US tech giant Google honored late Kenyan novelist, human rights advocate and pediatrician Dr Margaret Ogola, on Wednesday June 12, with a doodle on what would have been her 60th birthday .
Doodles are the fun, surprising, and sometimes spontaneous changes that are made to the Google logo to celebrate holidays, anniversaries, and the lives of famous artists, pioneers, and scientists.
Born on June 12, 1958, Dr. Margaret Ogola was a Kenyan award winning author famous for her book ‘The River and the Source’ that follows four generations of Kenyan women in a rapidly changing country and society. The book tackles political and cultural changes, the AIDS crisis and highlights the role of women in African society.
“The inspiration for this book came from my mother who handed down to me the wisdom and lives of her own mother and grandmother. This strength and support that is found in the African family is the most important part of our culture, and should be preserved and nurtured at all costs.” She revealed.
Despite numerous rejections from several publishers, Dr. Ogola did not give up. She went on and published the book which turned out a great success, winning her accolades like the 1995 Commonwealth Writers’ Prize for first book, Africa Region and the 1995 Jomo Kenyatta Prize for Literature. The book has been translated to Spanish, Lithuanian, and Italian and has been on the Kenya Certificate of Secondary Education (KCSE) syllabus for many years.
Dr. Margaret’s other books include ‘I Swear by Apollo’ a sequel, ‘Place of Destiny’, ‘Educating in Human Love’, ‘A Biography: A Gift of Grace’ and her final book ‘Mandate of the People’ that is set to be released posthumously.
Dr. Margaret who succumbed to a longtime battle with cancer in September 2005, was also a pediatrician who served as the medical director of Cottolengo Hospice, a hospice for HIV and AIDS orphans, the Executive Director of the Family Life Counselling Association of Kenya, and National Executive Secretary for Health and Family Life at the Kenya Episcopal Conference. She also helped found and manage the SOS HIV/AIDS Clinic, a clinic for people living with AIDS.
Dr. Ogola received the Familias Award for Humanitarian Service of the World Congress of Families (WCF) in 1999 in Geneva, Switzerland.
She was a passionate advocate for human rights, women empowerment and optimistic that Africa can overcome the problems its facing including the HIV/AIDS scourge.
Here are some of her most notable quotes.
“Unless we recognize that each individual is unrepeatable and valuable by virtue of simply being conceived human, we cannot begin to talk about human rights. This includes the right to be born, as all of us have enjoyed. True justice should be for each human being, visible and invisible, young and old, disabled and able, to enjoy fully their right to life. The accidental attributes that we acquire such as color, sex intelligence, economic circumstances, physical or mental disability should not be used as an excuse to deprive a person of life.”
“The woman is a powerhouse of creativity, development and peace. Conflict between men and women is therefore unnecessary because a woman brings an equal and powerful complementarity to the common human condition. Women have been entrusted with the capacity to transmit life which is the most precious gift that anybody can give or receive. Without life no other good is possible.”

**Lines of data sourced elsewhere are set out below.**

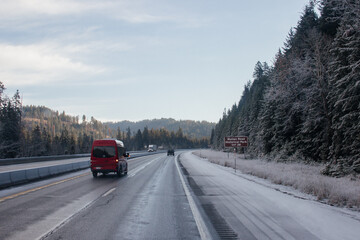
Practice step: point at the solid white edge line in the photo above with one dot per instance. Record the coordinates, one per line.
(108, 192)
(203, 230)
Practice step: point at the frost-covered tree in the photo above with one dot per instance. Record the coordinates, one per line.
(344, 95)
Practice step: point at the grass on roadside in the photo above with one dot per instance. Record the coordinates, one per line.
(306, 178)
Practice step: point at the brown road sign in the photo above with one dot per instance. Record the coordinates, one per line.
(240, 141)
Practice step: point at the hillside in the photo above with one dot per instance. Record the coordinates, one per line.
(192, 129)
(37, 130)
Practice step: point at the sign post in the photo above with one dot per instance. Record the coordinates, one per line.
(235, 142)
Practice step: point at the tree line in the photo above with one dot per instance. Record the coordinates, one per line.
(307, 105)
(27, 131)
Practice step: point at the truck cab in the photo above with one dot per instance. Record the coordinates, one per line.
(108, 155)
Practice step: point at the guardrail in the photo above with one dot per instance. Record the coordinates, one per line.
(17, 177)
(11, 161)
(26, 175)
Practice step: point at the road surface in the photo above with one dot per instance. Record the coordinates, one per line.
(161, 198)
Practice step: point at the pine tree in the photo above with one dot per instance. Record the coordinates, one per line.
(345, 89)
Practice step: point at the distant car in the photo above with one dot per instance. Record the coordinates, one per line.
(171, 152)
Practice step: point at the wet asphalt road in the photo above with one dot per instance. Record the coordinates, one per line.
(148, 203)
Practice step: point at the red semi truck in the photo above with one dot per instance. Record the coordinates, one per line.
(108, 155)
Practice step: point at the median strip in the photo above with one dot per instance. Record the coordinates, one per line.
(39, 188)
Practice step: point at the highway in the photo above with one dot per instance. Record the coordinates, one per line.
(162, 198)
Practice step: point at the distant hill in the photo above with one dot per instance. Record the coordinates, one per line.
(192, 129)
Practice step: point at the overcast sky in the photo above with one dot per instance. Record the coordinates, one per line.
(139, 59)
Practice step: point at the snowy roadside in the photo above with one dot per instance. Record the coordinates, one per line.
(291, 178)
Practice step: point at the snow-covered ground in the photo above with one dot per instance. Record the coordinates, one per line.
(302, 177)
(255, 208)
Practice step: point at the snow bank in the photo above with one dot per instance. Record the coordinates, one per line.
(305, 178)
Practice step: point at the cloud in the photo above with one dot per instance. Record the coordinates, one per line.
(136, 12)
(39, 63)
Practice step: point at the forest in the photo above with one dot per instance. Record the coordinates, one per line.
(27, 131)
(306, 105)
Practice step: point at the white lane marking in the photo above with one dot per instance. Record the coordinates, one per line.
(138, 169)
(108, 192)
(203, 230)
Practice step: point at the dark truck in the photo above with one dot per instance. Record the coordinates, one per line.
(171, 152)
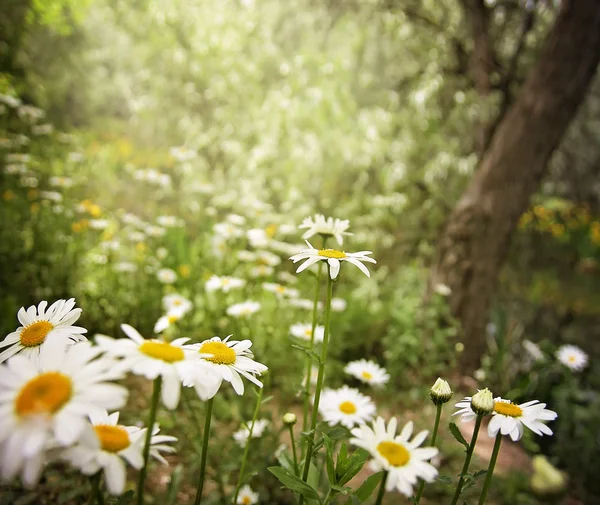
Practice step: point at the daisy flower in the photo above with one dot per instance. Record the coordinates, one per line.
(38, 326)
(243, 309)
(509, 419)
(166, 276)
(241, 436)
(328, 227)
(152, 358)
(47, 400)
(402, 458)
(280, 290)
(230, 360)
(224, 284)
(572, 356)
(367, 371)
(346, 406)
(304, 331)
(333, 257)
(176, 302)
(246, 496)
(106, 445)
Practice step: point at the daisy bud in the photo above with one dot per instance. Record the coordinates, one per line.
(441, 392)
(289, 419)
(482, 402)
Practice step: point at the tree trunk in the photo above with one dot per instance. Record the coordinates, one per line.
(474, 243)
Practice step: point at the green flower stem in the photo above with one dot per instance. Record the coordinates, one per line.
(247, 448)
(96, 493)
(311, 345)
(381, 489)
(461, 481)
(315, 413)
(490, 472)
(146, 454)
(205, 439)
(436, 425)
(291, 428)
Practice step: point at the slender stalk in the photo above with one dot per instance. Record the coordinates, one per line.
(95, 494)
(488, 477)
(151, 420)
(247, 448)
(205, 438)
(313, 424)
(291, 428)
(381, 489)
(461, 481)
(311, 345)
(436, 425)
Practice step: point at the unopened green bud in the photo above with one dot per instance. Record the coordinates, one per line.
(289, 419)
(482, 402)
(441, 392)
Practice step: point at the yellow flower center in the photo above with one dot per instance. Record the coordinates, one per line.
(348, 408)
(331, 253)
(112, 438)
(396, 454)
(35, 333)
(222, 354)
(508, 409)
(44, 394)
(162, 350)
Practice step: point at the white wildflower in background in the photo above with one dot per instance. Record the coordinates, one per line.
(368, 372)
(243, 309)
(152, 358)
(572, 357)
(224, 283)
(230, 360)
(346, 406)
(246, 496)
(333, 257)
(105, 446)
(509, 419)
(43, 324)
(328, 227)
(304, 331)
(241, 436)
(405, 461)
(46, 401)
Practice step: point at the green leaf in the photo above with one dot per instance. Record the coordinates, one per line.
(368, 486)
(329, 460)
(294, 483)
(458, 435)
(309, 352)
(174, 485)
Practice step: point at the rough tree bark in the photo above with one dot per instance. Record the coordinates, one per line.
(475, 240)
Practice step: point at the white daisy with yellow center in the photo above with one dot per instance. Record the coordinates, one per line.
(152, 358)
(333, 257)
(304, 331)
(241, 436)
(572, 357)
(328, 227)
(246, 496)
(346, 406)
(46, 402)
(41, 324)
(509, 418)
(368, 372)
(106, 445)
(230, 360)
(401, 457)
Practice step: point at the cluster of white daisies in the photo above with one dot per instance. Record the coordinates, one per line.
(57, 389)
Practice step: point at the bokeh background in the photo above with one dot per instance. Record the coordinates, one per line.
(142, 140)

“Considering everything that has happened in the last 10 years, and the awareness that exists in the world now about the plight of Africa and the impact of HIV/AIDS, and the good will and the funds that are beginning to come in to do the right things, not just dish out condoms, but to provide care and support, to provide care for hungry children, to provide clothing so that they can at least go to school decent and look like other children – all these things are beginning to happen. And when everybody is concerned, surely human ingenuity can defeat any virus. We will defeat this one just as we defeated smallpox and polio and all the others.”
“Good things are going to happen in the African continent. We have beautiful people and we have a lovely and very wealthy continent which is completely untouched.”